If she doesn't start sleeping through the night then we will have to run a bunch of tests to see if she maybe has sleep apnea or something that is preventing her from really resting. (And according to my Dr, the answer isn't just to ignore her when she wakes up at night. We talked about that extensively. With her current sleep pattern that isn't the problem I guess.)
If she doesn't become more vocal then we will start speech therapy.
Now, I realize we have 3 months. That is 1/5 of her life. That is a long time for a kid her age. I just worry that with #2 showing up any day I will have a hard time working as much with #1 as I need to in order to give her the best chance of making the goals we have set.
I talked to the Dr about possible ... What is the politically correct way to say it? Is this just a small developmental delay, or is this going to be a permanent life long problem? In some ways she seems SO smart, but the fact that she is all but behind in everything makes me nervous. As of now the Dr doesn't think it is anything like that. But I still worry. I have quite a few friends with special needs kids. They go through a lot. I can't really imagine what life will be like if we join that group and I have such a young baby as well.
I've never really felt like a paranoid parent. I have actually had a lot of moms tell me that I am super chill for a first time mom. I'm not so chill anymore. Most days feel like we are fighting all day as I try to get her to eat or speak or walk before I will help her with things. I thought we were dealing with possible tantrums before but that was nothing compared to what we are doing now. I miss my sweet happy girl. It is so hard to watch her throw fits and have to ignore them. I know what she wants. I know how to make her stop. But then she won't learn. Then she will just stay behind.
I've had a lot of other moms tell me that I don't need to worry about it. All of these things will happen when they happen and it isn't a big deal. That is what I thought too, but apparently if she is behind in all of these things there could be something else going on.
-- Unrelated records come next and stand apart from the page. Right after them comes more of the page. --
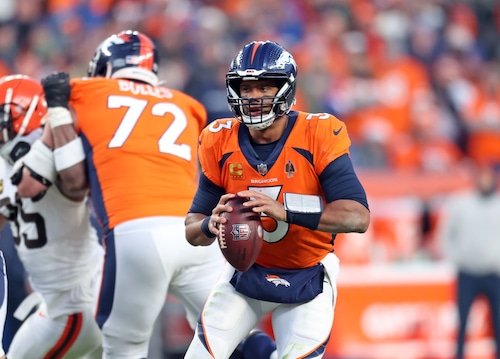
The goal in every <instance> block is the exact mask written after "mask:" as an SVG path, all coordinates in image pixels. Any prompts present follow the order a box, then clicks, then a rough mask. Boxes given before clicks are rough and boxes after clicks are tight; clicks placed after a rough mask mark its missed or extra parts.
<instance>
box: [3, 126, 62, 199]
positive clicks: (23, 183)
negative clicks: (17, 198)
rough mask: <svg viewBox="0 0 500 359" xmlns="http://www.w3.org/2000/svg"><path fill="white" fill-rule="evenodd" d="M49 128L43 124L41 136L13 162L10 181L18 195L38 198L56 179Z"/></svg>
mask: <svg viewBox="0 0 500 359" xmlns="http://www.w3.org/2000/svg"><path fill="white" fill-rule="evenodd" d="M49 130H50V129H49V128H48V126H44V129H43V133H42V136H41V138H39V139H38V140H36V141H35V142H34V143H33V144H32V145H31V148H30V150H29V152H28V153H27V154H26V155H25V156H24V157H23V158H21V159H19V160H18V161H17V162H16V163H15V164H14V168H13V170H12V175H11V181H12V184H13V185H15V186H16V187H17V193H18V194H19V196H20V197H27V198H33V199H34V200H37V199H40V198H42V197H43V195H44V194H45V191H46V190H47V188H49V187H50V186H51V185H52V184H53V183H54V182H55V180H56V177H57V173H56V170H55V167H54V156H53V154H52V147H53V144H52V136H51V134H50V131H49Z"/></svg>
I love #1 so much. In the past few weeks we have grown closer as I have slowed down to spend more quality time with her. Our days of just the two of us are rapidly coming to a close and I will miss them. Don't get me wrong, I'm excited for #2 to join us, but I know that will change everything in our lives. I cherish the time I have with #1.
So yeah. That is where we are. I hope that I'm just worrying over nothing and in the coming months something will just magically switch on and all of our problems will work themselves out.
It is going to be an exciting three months!